= Entomoculture =

Cultured meat involving insect tissue

Entomoculture is the subfield of cellular agriculture which specifically deals with the production of insect tissue in vitro. It draws on principles more generally used in tissue engineering and has scientific similarities to Baculovirus Expression Vectors or soft robotics. The field has mainly been proposed because of its potential technical advantages over mammalian cells in generating cultivated meat. The name of the field was coined by Natalie Rubio at Tufts University.

== Process ==
Entomoculture functions along the same principles as cellular agriculture in general. First, embryonic cells are derived from an insect. Embryonic stem cells are totipotent cells, meaning they retain the capacity to differentiate into any or all of the different kinds of specialized cells. These cells can either be taken from primary cultures (directly from the animal) or from cryopreserved secondary cultures. These stem cells are then immersed into a culture medium so that they can proliferate. Culture media consist of basal media, which is a composition of the various nutrients essential to cell growth.

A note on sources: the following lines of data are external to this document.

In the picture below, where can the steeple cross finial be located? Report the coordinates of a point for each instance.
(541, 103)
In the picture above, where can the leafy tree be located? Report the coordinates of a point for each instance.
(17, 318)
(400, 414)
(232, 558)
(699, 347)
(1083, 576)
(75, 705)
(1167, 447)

This mixture diffuses into the cell and once it consumes enough, it divides and the population multiplies. To optimize growth, this culture media is generally supplemented with other proteins and growth factors. Such additives are frequently produced by recombinant protein production—translating the respective genes into bacteria that are then fermented to produce several copies of the protein. The proliferated number of stem cells can then be seeded onto a scaffold to initiate a larger composition or can be placed directly into a bioreactor. The bioreactor replicates the environmental characteristics that would otherwise be emulated in vivo, including temperature and osmolarity, to promote cell differentiation into muscle tissue.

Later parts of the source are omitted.